Tuesday, August 26, 2008

The Story of My Summer Vacation, Eventually

You might think I would post something while I was on vacation, but except for the previous entry [now deleted] about my daughter's birthday, I did not feel compelled to. Not that my friends weren't asking. "Are you blogging about our vacation?"  But until someone comes up with a laptop that resists sun, sand and Coppertone spray, I'd rather nod off in a chair, reading a book and listening to the waves.

I had one of those vacations that lasted so long I started thinking I actually lived in a multi-million dollar home a block from the ocean and partied with twenty to thirty people every night.

Psst. Cinderella. You're really a pumpkin.

So in the end I had to catch a plane and come back to my Jeep Cherokee reality.


The flight landed at 5:15, a remarkable fifteen minutes early. But early arrival at O'Hare just confuses the airport people. Early? We don't do no stinkin' early!!!  As a result we had to sit on the tarmac, waiting our turn, so close to the jetway, and yet so far away.

One of the flight attendants welcomed us to Chicago where the weather was 73 degrees and clear. Then she warned us in no uncertain terms to remain seated "with your seatbelts fastened until the captain turns off the seatbelt sign." But we could now use our electronic devices without incurring a felony conviction.  

Ah, the musical sound of a hundred cell phones powering up. And the tinkle of messages that need answering.

I called a friend I was meeting for dinner only to find out he wanted to meet at 7:00 not 8:00, so I was going to have to hoof it home.

That's when reality kicked in full throttle. Arriving at the house with fifteen minutes to spare, I jumped into my car and it wouldn't start. The lights lit up, but there still wasn't enough juice to go.

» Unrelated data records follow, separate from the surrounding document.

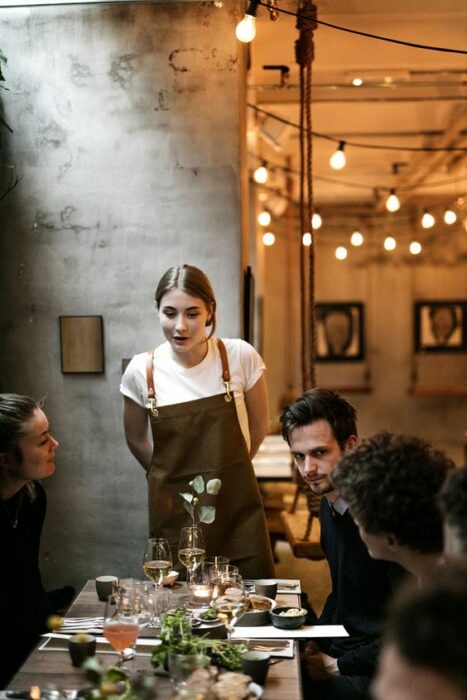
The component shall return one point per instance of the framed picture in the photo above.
(340, 332)
(82, 344)
(440, 326)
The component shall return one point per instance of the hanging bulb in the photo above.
(338, 159)
(316, 221)
(428, 220)
(264, 218)
(356, 238)
(392, 202)
(450, 217)
(261, 174)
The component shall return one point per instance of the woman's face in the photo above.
(183, 319)
(37, 447)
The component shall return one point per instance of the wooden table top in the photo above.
(54, 669)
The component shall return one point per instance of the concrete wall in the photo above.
(126, 129)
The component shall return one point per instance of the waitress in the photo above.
(206, 401)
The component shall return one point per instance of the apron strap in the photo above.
(225, 370)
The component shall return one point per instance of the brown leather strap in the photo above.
(224, 360)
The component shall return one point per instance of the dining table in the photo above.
(49, 665)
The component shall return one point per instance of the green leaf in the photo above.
(207, 514)
(213, 486)
(198, 484)
(188, 497)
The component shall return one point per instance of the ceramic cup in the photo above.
(104, 586)
(266, 587)
(256, 665)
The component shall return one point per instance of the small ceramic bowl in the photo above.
(287, 622)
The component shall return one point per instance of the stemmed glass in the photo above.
(122, 620)
(191, 549)
(230, 602)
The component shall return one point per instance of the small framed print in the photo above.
(440, 326)
(82, 344)
(340, 332)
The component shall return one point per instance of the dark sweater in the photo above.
(361, 588)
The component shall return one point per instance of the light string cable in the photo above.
(353, 144)
(411, 44)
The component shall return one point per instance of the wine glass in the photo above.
(191, 549)
(157, 560)
(230, 603)
(122, 620)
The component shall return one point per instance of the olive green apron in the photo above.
(204, 437)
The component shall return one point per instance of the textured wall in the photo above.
(126, 134)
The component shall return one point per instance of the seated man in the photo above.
(392, 485)
(425, 645)
(320, 427)
(454, 509)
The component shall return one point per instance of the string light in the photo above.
(264, 218)
(246, 28)
(392, 202)
(338, 160)
(316, 221)
(450, 217)
(428, 220)
(261, 174)
(269, 238)
(356, 239)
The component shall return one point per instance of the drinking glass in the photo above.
(122, 620)
(157, 560)
(230, 602)
(191, 549)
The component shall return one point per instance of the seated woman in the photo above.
(27, 454)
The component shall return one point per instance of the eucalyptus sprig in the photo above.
(191, 499)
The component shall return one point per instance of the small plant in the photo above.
(191, 500)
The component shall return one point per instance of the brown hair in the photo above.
(193, 281)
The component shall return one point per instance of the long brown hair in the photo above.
(193, 281)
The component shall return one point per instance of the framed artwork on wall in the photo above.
(340, 332)
(440, 326)
(82, 344)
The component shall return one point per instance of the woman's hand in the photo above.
(135, 422)
(257, 406)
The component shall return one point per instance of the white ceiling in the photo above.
(424, 104)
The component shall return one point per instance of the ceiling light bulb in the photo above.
(316, 221)
(392, 202)
(261, 174)
(428, 220)
(264, 218)
(356, 238)
(246, 29)
(450, 217)
(338, 160)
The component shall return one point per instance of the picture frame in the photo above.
(440, 326)
(82, 344)
(340, 332)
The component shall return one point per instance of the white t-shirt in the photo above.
(176, 384)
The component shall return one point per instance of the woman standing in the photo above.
(206, 400)
(27, 454)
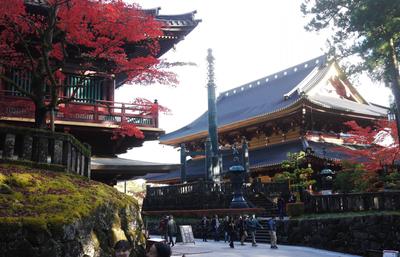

That really was a long vacation.

Luckily, in a gesture reminiscent of those halcyon days of yesteryear, my friend said he would swing by and pick me up. What a novelty!!! 

Now I could worry about getting the car going later. That would be today. But I'm "blogging" so maybe not until tomorrow.

We went to a bocce/bowling/bistro place that was hosting a bocce tournament between Italians from Italy and Americans. We decided to sit outside by the firepit and order some "small plates' under the stars.

We spent the next several hours catching up with each other's lives until we were the only two people left and had the fire all to ourselves. Unfortunately, the fire's smoke kept swirling into our faces, so we finally moved to a bench to watch the flames and look at the stars from a less eyewatering distance.

Afterward we went for a drive, car roof open and radio cranked  to an oldies station. For a few miles we were sixteen again before finally calling it a night.

This morning when I woke up trying to hold onto the last remnants of my vacation, I noticed that the house smelled  vaguely smoky. [Hello, you were practically standing in a fire last night.]

Was there an electrical problem somewhere? Had the pile of newspapers I was saving for a rainy day finally spontaneously combusted?  [Yo, old person, remember last night? The fire?]

I opened a window in case that smoldering smell was coming from outside. It wasn't. And I still couldn't imagine where it was coming from. [Sheesh.]

Does it smell in the living room too. I wondered? I got up, put on last night's shirt as a cover up. [Effing brilliant.] I had tossed it on the floor next to my bed because I was too tired the night before to do more than take off my clothes and go to sleep.

The smoky smell seemed to follow me into the living room too. [No shit, Sherlock.]

The phone rang. I let it go to voicemail. It was my friend. He was calling to say that he left his shirt hanging on his closet door last night and the whole room smelled smoky this morning.

Oh.

My body might be back, but my brain is still on a beach somewhere. 

4 comments:

Anonymous said...

Sorry I'm late. Some Black guy just got nominated for President and it seems to be a big deal to a bunch of people wearing funny hats.

A vacation for the Rich & Famous and a date to boot?

You're lucky you weren't on a shrimp boat.

Anonymous said...

Jumper cables - he could have started your car for you.

I probably would have either stuck my clothes in the washer or left them in the garage, but I really dislike that smell!

Glad your trip was so good!

xoxo

Anonymous said...

Jumper cables wouldn't have reached from his car to mine. My front end was up against the garage. And I only have a 1 1/2 car driveway. Portable cables attached to a battery pack had to be used.  

Also I didn't realize I smelled like smoke when I got home. Probably because the smell of a bonfire doesn't bother me the way cigarette smoke does.

Mrs. L


Anonymous said...

Nope, no jumper cables would have worked. I should have known you would think of it :-).  

You aren't a pumpkin. You really are Cinderella!